FASTA files for each SARS-CoV-2 protein of all sequenced samples were exported from NCBI Virus tool and aligned with the Kalign algorithm [15] using UGENE tools [16] with the gap open penalty set to 54.95, gap extension penalty at 8.52, terminal gap penalty at 4.42, a bonus score of 0.02, and the standard genetic code option. Only missense variants were assessed for the sequenced samples, with all synonymous changes of the viral genomes not analyzed in the current study. Following alignments within the UGENE tool, the consensus of all aligned sequences for each protein was calculated using the default consensus mode set to a threshold of 10%. The consensus sequence was added to each alignment as the top listed sequence, and alignments were transformed into matrix positioning using Mega software (version 5) [17]. Within the matrix, any sequences with uncertain base calls (N to ? annotation in FASTA files) over the protein resulted in that entire protein sequence being removed, yielding a highly curated alignment with uncertain error removed. After sequence removal, a unique list of amino acids at each position was calculated from the matrix, and the percent of sequences with the same amino acid as the consensus was calculated, with one minus that number serving as the drift rate for each amino acid.

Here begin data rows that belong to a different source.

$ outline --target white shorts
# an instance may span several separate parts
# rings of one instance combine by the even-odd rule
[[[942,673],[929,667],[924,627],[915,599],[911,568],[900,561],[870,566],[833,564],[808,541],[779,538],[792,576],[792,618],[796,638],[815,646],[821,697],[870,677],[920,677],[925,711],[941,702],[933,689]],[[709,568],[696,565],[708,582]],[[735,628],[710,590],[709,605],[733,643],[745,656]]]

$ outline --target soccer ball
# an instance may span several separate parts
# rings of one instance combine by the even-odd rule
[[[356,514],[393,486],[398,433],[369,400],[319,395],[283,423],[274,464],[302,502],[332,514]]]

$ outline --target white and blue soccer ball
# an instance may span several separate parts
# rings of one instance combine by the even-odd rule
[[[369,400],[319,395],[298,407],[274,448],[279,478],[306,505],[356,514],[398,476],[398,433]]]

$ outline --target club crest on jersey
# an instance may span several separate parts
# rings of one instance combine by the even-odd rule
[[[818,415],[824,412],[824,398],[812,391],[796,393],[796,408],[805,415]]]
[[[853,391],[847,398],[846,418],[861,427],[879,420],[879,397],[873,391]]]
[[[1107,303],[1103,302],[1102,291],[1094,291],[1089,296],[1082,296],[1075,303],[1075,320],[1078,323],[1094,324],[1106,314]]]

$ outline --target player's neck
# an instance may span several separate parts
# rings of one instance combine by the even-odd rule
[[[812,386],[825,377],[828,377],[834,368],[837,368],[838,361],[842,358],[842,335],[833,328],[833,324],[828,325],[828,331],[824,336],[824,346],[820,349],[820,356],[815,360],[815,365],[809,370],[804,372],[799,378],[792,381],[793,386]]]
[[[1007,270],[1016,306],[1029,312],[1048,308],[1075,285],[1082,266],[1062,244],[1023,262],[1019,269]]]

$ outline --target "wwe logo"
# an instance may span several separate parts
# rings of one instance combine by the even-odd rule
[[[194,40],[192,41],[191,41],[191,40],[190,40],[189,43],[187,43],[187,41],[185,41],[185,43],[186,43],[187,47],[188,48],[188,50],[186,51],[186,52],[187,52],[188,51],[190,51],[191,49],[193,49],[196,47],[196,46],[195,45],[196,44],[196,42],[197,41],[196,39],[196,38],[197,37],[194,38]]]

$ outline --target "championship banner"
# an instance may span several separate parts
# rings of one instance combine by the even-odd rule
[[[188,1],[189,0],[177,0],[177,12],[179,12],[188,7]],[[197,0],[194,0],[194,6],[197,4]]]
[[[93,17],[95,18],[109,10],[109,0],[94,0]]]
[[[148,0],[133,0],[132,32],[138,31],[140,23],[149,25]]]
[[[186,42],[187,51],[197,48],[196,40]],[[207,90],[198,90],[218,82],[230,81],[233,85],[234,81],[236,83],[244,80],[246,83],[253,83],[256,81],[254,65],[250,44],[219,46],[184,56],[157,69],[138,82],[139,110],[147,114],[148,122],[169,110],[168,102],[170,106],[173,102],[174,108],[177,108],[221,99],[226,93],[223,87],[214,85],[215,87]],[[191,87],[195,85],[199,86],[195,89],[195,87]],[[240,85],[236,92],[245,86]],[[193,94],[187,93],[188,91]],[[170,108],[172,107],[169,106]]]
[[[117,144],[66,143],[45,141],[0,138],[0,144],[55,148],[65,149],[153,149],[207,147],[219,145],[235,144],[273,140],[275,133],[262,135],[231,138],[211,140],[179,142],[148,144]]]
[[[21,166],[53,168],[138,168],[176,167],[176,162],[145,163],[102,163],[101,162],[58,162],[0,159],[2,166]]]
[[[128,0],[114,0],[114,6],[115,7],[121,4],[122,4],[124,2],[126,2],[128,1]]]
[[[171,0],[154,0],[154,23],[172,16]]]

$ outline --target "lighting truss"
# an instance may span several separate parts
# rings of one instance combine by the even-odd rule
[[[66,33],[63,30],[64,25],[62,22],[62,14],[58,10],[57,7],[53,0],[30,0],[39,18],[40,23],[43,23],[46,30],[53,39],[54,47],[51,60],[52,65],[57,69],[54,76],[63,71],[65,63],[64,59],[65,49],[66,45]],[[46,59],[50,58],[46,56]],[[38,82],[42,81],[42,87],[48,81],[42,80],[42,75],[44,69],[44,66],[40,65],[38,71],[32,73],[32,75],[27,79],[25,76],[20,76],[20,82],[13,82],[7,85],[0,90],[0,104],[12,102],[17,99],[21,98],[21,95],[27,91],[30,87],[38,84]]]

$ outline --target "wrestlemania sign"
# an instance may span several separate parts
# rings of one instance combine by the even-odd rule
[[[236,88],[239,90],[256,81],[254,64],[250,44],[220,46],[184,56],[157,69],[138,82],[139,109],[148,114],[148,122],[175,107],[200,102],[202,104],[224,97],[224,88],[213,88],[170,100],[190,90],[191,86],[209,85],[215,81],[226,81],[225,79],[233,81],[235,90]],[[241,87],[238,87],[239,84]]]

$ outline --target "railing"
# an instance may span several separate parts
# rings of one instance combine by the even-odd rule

The Protein Data Bank (PDB) [18] was quired on 3/14/2024 for all structures deposited containing the species “SARS-CoV-2”. Results were extracted for the per-molecule species annotations and manually curated for the protein annotations of human and SARS-CoV-2 molecules to fix uncommon annotation use. The Spike-ACE2 integrated structure [13], nsp7-14 complex (PDB file 7egq) [19], nsp3-ISG15 (6xa9) [20], and nsp5-Nirmatrelvir (8b2t) [21] files were used to map variants using YASARA software (version 24) [22]. In short, each molecule of SARS-CoV-2 was homology modeled from the source PDB file using the protein consensus sequence above. Coloring of amino acid drift was done using YASARA python coding. Data for all USA and international genotypes were extracted for SARS-CoV-2 (taxon ID 2697049) using NCBI Virus on 24 July 2024. Each variant identified in structures was annotated to lineages using the NCBI Virus mutation tool.
3. Results
Corewell Health clinical sites are in a mixed community of a city (Grand Rapids) with a regional triage center and additional hospitals that service areas of rural Michigan, USA. The state of Michigan has ranked as one of the top geographical areas for SARS-CoV-2 genomes (Figure 1E, red), with a median density of genomes relative to the population size (Figure 1F, red). Corewell Health is an extensive hospital system that serves over 1.3 million health plan members. Corewell Health sequenced 7518 SARS-CoV-2 genomes from December 2021 through December 2023 that passed quality control with >90% coverage and a median of 500 reads (Figure 2A). These samples were all used to process genome annotations with the NCBI standard SARS-CoV-2 workflow. There were a few delta strains throughout the two years of sample/data collection and sequencing, but most of the sequencing was of various omicron annotations (Figure 2B). The genotyping data were 82% concordant with national data (USA) over the study period based on a per genotype per month annotation of NCBI SRA data relative to Corewell Health samples (Figure 2C). This suggests that our genotyping data represent similar trends to national data for month-over-month sampling and genotype calls, opening the door for variant and protein analyses using our subset of data.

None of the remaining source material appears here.